While this can be an attractive offer and strategic path for some, it’s essential to understand the impact on your finances before signing on the dotted line.

This guide will explore the downsides of reverse mortgages and help you understand when they make sense. 

How reverse mortgages work

With a reverse mortgage, homeowners 62 and older can borrow against their equity for a lump sum, monthly payout, or line of credit. Unlike a traditional mortgage, where borrowers make monthly payments, a reverse mortgage provides payments to the homeowner. 

Interest accrues over the life of the loan and is settled with the loan balance when the homeowner moves out, sells the home, or passes away. 

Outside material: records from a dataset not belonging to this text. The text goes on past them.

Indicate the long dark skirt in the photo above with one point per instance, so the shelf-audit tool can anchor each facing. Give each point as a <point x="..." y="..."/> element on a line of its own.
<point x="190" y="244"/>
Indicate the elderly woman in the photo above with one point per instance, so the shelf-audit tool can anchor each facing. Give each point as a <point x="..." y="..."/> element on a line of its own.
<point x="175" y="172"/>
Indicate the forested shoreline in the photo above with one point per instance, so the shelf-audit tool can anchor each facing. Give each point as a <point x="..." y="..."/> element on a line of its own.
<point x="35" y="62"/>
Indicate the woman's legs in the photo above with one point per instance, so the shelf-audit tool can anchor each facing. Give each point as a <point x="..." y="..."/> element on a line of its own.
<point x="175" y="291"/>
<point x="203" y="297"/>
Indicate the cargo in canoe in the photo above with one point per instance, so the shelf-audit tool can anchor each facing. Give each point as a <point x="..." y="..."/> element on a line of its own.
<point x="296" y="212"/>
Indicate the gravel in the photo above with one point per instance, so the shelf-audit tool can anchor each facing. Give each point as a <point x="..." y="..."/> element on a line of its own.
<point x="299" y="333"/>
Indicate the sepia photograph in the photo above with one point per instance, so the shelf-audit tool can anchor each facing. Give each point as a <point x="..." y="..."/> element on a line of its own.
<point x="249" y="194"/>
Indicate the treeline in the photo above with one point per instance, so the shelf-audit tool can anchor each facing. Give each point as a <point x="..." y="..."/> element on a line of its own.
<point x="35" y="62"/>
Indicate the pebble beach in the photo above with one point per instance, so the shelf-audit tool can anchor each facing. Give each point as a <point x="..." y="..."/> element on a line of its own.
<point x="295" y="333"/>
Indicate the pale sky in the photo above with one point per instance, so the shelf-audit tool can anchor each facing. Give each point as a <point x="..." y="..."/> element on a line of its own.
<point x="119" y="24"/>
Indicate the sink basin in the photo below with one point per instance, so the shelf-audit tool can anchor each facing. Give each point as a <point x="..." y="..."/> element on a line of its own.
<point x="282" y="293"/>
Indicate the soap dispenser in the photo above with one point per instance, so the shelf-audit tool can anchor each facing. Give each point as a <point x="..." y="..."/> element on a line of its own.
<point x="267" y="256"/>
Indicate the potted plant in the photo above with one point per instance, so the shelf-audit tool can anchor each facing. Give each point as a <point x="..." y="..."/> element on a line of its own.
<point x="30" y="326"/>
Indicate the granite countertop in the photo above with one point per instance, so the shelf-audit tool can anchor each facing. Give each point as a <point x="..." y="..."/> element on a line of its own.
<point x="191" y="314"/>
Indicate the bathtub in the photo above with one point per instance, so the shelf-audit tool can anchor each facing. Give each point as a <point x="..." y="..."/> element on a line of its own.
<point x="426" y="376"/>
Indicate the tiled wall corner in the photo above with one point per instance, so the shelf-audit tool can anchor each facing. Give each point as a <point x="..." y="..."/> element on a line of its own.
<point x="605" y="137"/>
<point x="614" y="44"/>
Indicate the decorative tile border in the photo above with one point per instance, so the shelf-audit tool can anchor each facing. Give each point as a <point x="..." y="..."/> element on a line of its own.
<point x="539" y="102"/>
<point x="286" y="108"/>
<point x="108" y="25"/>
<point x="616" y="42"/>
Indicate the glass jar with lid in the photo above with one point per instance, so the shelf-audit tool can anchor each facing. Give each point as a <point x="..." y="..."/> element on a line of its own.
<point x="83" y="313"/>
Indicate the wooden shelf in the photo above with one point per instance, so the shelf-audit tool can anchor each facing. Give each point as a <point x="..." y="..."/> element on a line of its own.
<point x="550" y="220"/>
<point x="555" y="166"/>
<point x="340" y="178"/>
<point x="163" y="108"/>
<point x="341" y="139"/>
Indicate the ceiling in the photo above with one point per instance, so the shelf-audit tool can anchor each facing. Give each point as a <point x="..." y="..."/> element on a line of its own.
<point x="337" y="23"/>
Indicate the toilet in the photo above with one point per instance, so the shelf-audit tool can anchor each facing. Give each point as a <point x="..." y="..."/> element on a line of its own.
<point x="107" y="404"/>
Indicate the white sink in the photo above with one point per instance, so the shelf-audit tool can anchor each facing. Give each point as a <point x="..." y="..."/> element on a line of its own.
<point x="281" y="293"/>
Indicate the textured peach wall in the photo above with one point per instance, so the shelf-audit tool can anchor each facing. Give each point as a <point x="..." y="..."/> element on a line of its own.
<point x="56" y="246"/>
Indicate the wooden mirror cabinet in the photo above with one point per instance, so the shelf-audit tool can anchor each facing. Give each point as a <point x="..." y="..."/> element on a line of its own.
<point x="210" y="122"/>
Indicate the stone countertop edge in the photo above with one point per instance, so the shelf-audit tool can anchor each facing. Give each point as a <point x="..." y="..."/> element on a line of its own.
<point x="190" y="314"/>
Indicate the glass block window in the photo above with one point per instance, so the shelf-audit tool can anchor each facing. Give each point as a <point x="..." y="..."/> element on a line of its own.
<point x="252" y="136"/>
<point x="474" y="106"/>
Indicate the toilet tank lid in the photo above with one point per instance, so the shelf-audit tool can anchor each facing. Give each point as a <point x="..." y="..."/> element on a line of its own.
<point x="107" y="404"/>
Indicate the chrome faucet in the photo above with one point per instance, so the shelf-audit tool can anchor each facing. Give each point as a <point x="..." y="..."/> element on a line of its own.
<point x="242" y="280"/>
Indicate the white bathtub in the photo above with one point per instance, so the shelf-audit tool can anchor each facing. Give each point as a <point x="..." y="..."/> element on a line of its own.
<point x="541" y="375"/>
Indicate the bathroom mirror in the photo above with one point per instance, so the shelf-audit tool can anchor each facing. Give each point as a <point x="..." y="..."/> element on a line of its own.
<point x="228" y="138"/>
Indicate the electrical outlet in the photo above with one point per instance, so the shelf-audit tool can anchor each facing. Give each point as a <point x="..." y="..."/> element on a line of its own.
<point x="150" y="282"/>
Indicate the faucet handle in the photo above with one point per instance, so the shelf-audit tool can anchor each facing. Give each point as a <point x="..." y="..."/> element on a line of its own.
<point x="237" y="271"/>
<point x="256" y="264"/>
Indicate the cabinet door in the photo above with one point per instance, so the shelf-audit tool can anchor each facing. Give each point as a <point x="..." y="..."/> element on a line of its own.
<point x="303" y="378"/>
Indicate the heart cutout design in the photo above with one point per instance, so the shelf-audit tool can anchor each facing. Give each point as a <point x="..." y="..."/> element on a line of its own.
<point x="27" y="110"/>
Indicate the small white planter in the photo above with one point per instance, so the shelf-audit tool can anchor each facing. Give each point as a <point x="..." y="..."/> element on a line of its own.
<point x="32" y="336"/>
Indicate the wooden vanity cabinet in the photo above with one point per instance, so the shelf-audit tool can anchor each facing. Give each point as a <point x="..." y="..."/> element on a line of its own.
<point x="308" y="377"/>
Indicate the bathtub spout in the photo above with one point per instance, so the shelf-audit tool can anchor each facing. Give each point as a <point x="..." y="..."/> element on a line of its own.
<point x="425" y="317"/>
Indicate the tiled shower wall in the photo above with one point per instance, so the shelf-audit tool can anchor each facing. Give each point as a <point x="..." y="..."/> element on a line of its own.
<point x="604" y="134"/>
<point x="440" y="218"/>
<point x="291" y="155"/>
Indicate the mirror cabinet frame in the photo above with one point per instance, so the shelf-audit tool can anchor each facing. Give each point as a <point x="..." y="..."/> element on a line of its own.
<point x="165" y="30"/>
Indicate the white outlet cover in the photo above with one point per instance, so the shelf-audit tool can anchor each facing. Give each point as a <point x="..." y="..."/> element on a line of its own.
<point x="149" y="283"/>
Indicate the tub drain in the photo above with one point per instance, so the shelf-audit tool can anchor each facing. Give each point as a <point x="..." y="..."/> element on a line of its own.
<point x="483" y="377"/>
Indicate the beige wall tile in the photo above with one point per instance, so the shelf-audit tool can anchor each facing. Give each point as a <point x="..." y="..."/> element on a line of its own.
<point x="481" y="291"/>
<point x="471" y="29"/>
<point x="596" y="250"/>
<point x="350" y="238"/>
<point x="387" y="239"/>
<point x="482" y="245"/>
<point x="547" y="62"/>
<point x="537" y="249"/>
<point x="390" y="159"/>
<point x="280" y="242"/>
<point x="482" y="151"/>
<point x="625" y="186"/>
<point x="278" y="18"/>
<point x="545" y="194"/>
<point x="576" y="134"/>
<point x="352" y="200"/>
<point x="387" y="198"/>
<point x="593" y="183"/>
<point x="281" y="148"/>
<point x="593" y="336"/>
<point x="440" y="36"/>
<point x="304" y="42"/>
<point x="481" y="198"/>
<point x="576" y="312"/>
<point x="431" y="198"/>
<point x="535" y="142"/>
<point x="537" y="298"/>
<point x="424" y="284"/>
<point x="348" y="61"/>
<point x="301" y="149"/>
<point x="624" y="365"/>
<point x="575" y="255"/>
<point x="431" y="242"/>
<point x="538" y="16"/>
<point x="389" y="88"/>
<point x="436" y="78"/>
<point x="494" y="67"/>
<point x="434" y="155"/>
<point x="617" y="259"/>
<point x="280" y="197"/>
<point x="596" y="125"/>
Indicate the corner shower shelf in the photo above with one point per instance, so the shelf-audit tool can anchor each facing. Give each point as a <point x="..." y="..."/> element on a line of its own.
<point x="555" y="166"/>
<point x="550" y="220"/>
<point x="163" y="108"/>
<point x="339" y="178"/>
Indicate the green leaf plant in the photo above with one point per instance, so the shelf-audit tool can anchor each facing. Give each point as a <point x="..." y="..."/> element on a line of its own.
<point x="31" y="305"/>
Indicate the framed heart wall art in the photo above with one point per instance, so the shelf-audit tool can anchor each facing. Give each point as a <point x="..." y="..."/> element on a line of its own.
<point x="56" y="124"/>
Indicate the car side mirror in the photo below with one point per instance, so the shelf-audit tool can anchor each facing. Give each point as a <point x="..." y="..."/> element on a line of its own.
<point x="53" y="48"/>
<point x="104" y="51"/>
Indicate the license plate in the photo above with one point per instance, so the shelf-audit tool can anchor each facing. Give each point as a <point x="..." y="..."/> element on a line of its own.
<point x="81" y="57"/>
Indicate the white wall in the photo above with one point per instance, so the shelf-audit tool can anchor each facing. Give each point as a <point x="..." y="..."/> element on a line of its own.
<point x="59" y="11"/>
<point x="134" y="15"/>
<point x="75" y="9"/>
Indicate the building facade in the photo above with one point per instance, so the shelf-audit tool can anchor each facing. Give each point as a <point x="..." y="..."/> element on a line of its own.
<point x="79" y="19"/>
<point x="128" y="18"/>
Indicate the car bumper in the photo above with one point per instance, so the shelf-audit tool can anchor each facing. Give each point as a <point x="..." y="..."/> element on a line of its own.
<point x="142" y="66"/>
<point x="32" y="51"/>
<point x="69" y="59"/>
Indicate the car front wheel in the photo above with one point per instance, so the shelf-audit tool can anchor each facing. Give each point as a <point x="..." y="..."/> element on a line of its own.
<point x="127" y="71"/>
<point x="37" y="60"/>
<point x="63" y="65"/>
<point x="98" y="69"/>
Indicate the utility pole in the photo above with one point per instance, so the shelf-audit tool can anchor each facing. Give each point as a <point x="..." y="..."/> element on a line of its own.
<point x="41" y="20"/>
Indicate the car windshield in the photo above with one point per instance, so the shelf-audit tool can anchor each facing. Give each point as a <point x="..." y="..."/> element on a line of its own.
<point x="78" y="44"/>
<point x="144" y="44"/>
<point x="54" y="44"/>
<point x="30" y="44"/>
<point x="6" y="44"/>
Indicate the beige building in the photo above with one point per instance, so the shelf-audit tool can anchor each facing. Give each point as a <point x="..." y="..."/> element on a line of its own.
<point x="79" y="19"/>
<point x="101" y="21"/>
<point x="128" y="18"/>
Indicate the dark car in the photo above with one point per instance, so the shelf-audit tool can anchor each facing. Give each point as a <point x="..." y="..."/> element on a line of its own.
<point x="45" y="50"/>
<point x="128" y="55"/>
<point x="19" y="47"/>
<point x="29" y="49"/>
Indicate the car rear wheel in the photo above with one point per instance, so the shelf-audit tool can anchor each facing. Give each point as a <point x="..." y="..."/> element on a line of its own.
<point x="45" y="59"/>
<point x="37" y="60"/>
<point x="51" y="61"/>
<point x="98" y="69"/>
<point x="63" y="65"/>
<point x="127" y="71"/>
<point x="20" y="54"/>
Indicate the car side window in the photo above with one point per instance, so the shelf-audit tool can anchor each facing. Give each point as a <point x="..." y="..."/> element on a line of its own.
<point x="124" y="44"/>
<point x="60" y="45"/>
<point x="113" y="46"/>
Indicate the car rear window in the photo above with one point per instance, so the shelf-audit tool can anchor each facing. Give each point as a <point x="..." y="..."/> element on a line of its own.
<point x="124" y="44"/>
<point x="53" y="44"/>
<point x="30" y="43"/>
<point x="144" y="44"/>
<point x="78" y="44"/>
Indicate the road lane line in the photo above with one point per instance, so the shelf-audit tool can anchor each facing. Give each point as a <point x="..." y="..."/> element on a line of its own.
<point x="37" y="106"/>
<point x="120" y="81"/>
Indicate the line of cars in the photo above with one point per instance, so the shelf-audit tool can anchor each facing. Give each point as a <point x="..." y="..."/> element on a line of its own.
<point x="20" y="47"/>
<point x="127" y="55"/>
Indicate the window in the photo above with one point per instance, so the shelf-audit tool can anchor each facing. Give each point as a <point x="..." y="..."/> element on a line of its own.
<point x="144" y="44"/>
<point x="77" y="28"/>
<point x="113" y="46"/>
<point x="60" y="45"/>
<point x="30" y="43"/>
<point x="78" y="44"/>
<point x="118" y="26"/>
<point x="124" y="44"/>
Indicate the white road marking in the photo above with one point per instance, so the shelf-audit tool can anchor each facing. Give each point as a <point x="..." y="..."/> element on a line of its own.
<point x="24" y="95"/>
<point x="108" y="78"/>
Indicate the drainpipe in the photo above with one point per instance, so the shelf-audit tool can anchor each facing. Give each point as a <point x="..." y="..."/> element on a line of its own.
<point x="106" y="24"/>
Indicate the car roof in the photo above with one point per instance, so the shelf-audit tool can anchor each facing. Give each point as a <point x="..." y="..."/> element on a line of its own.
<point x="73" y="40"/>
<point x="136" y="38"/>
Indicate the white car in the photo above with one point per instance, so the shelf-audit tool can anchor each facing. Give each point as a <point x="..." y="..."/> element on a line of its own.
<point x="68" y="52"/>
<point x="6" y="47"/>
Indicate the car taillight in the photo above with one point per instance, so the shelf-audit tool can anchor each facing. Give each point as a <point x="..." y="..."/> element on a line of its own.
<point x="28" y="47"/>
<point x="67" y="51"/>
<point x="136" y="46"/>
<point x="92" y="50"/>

To qualify, individuals must:

  • Be 62 or older
  • Live in the home and keep it as their primary residence
  • Have enough income to cover home repairs, insurance, and property taxes
  • Own their property or most of the equity outright

The downside of reverse mortgages

Reverse mortgages aren’t free (or cheap)

Reverse mortgages are some of the most expensive loans on the market. You'll have upfront costs, like origination fees, closing costs, mortgage insurance premiums, and servicing fees, which skew higher than other loans. Interest rates also tend to be less favorable than other equity tools, which means the loan balance grows faster over time.

There are strict conditions over the life of the loan

To keep the loan in good standing, you'll have to comply with various conditions. You'll be expected to:

  • Live in the home as your primary residence
  • Make on time property tax and homeowners insurance payments
  • Maintain the home to the lender's satisfaction

Failing to meet any of these can result in the lender triggering the loan due. This means immediate repayment of the loan plus interest. Depending on your financial standing, you may be forced to part with the home to repay the debt. 

Diminishes your equity (and flexibility)

Since interest accrues over time and you can't pay it down, your loan balance grows quickly—leaving little or no equity for yourself or your heirs. This can make it near-impossible to borrow against your equity again in the future or enjoy a nice payday when it comes time to sell. 

Not all reverse mortgages offer federal protection

There are three types of reverse mortgages on the market—home equity conversion mortgages (HECMs), ‍single-purpose reverse mortgages, and proprietary reverse mortgages. Each comes with notable distinctions that can make all the difference in eligibility, terms, and costs. 

While HECMs are insured by the Federal Housing Administration (FHA), the other types don't offer the same level of protection. As a result, you'll have fewer consumer safeguards and stricter terms. For example, HECMs are non-recourse, meaning you'll never owe more than the home is worth—this is not guaranteed with other reverse mortgages. 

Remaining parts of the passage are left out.